To explore conservation and variations in the Shewanella transcriptional networks we analyzed the repertoire of transcription factors and performed genomics-based reconstruction and comparative analysis of regulons in 16 Shewanella genomes. The inferred regulatory network includes 82 transcription factors and their DNA binding sites, 8 riboswitches and 6 translational attenuators. Forty five regulons were newly inferred from the genome context analysis, whereas others were propagated from previously characterized regulons in the Enterobacteria and Pseudomonas spp.. Multiple variations in regulatory strategies between the Shewanella spp. and E. coli include regulon contraction and expansion (as in the case of PdhR, HexR, FadR), numerous cases of recruiting non-orthologous regulators to control equivalent pathways (e.g.

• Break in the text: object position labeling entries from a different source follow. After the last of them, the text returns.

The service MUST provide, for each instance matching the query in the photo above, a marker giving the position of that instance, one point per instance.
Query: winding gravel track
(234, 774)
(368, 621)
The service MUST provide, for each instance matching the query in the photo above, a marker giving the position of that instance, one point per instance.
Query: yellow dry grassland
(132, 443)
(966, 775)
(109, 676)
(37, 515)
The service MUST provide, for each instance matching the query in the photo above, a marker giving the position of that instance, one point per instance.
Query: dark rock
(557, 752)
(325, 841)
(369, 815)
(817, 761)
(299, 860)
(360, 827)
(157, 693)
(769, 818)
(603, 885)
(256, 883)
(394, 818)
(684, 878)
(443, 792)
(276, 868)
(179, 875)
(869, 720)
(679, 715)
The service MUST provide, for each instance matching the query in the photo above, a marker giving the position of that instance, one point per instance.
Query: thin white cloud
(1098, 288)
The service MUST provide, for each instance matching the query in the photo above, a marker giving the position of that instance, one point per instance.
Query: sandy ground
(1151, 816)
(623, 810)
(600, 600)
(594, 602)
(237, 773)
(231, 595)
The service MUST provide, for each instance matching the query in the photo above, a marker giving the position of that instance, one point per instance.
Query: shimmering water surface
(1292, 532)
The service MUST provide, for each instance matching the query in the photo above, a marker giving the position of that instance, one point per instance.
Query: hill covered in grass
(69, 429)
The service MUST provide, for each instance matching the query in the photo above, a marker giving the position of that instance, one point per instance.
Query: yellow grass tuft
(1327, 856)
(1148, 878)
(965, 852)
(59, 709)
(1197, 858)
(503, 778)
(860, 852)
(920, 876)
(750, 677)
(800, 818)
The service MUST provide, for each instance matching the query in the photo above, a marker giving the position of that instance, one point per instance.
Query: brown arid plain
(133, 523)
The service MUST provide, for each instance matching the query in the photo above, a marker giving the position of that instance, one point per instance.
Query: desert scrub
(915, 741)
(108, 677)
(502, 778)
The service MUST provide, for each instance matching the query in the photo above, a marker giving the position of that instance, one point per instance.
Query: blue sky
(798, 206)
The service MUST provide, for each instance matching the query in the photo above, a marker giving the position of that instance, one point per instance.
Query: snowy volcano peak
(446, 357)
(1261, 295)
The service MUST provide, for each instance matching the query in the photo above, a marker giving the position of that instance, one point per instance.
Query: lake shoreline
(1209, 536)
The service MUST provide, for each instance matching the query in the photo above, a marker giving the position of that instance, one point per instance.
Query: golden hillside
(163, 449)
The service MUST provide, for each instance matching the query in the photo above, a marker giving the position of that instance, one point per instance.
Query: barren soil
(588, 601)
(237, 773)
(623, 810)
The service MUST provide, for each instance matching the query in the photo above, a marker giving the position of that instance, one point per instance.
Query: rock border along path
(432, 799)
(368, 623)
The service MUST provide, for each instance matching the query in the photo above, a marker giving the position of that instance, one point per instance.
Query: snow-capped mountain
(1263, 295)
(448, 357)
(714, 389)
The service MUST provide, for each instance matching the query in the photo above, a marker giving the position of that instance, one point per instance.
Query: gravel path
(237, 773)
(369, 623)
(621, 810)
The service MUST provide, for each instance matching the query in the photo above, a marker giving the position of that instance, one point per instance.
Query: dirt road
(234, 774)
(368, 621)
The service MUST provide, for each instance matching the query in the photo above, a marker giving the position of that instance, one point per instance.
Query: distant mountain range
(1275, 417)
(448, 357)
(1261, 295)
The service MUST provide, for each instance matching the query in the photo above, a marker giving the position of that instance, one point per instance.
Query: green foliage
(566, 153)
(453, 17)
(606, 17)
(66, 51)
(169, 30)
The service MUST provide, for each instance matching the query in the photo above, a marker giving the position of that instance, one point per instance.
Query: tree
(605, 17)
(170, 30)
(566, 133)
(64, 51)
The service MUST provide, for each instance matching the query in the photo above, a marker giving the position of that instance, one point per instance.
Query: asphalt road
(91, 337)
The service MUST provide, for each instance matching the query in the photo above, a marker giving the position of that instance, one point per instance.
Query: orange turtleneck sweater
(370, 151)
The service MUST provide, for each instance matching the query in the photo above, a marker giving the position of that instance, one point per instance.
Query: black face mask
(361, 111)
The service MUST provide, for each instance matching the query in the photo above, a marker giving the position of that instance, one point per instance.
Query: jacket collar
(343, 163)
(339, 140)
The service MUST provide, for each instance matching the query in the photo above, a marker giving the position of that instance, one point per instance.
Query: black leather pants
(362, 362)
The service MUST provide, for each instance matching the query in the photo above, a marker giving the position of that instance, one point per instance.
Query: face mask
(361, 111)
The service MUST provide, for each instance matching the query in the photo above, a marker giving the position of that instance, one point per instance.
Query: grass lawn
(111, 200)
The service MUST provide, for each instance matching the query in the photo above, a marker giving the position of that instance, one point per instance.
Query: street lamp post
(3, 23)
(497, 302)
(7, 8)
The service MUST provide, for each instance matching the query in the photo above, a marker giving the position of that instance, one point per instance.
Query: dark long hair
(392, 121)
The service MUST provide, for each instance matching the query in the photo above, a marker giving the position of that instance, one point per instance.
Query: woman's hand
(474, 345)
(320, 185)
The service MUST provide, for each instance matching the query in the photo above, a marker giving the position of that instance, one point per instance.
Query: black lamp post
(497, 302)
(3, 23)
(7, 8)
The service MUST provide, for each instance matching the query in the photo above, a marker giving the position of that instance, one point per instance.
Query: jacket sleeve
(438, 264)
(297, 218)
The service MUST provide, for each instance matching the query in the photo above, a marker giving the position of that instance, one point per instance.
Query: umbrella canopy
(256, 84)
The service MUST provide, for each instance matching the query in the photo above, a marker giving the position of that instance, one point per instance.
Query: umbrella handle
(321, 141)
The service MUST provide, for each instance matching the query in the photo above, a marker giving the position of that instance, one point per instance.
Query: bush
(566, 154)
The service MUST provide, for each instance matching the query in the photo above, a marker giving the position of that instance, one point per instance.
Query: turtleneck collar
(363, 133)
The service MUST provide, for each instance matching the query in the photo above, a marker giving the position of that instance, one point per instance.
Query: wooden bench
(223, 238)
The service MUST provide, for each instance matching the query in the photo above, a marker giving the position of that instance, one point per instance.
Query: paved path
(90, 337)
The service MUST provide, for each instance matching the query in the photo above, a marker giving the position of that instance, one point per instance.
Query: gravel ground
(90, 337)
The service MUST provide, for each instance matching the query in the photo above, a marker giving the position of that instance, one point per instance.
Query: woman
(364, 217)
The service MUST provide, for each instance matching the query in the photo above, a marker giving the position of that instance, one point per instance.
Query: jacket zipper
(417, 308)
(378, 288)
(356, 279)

PsrA for fatty acid degradation) and, conversely, orthologous regulators to control distinct pathways (e.g. TyrR, ArgR, Crp).

Conclusions

We tentatively defined the first reference collection of ~100 transcriptional regulons in 16 Shewanella genomes. The resulting regulatory network contains ~600 regulated genes per genome that are mostly involved in metabolism of carbohydrates, amino acids, fatty acids, vitamins, metals, and stress responses. Several reconstructed regulons including NagR for N-acetylglucosamine catabolism were experimentally validated in S. oneidensis MR-1. Analysis of correlations in gene expression patterns helps to interpret the reconstructed regulatory network. The inferred regulatory interactions will provide an additional regulatory constrains for an integrated model of metabolism and regulation in S. oneidensis MR-1.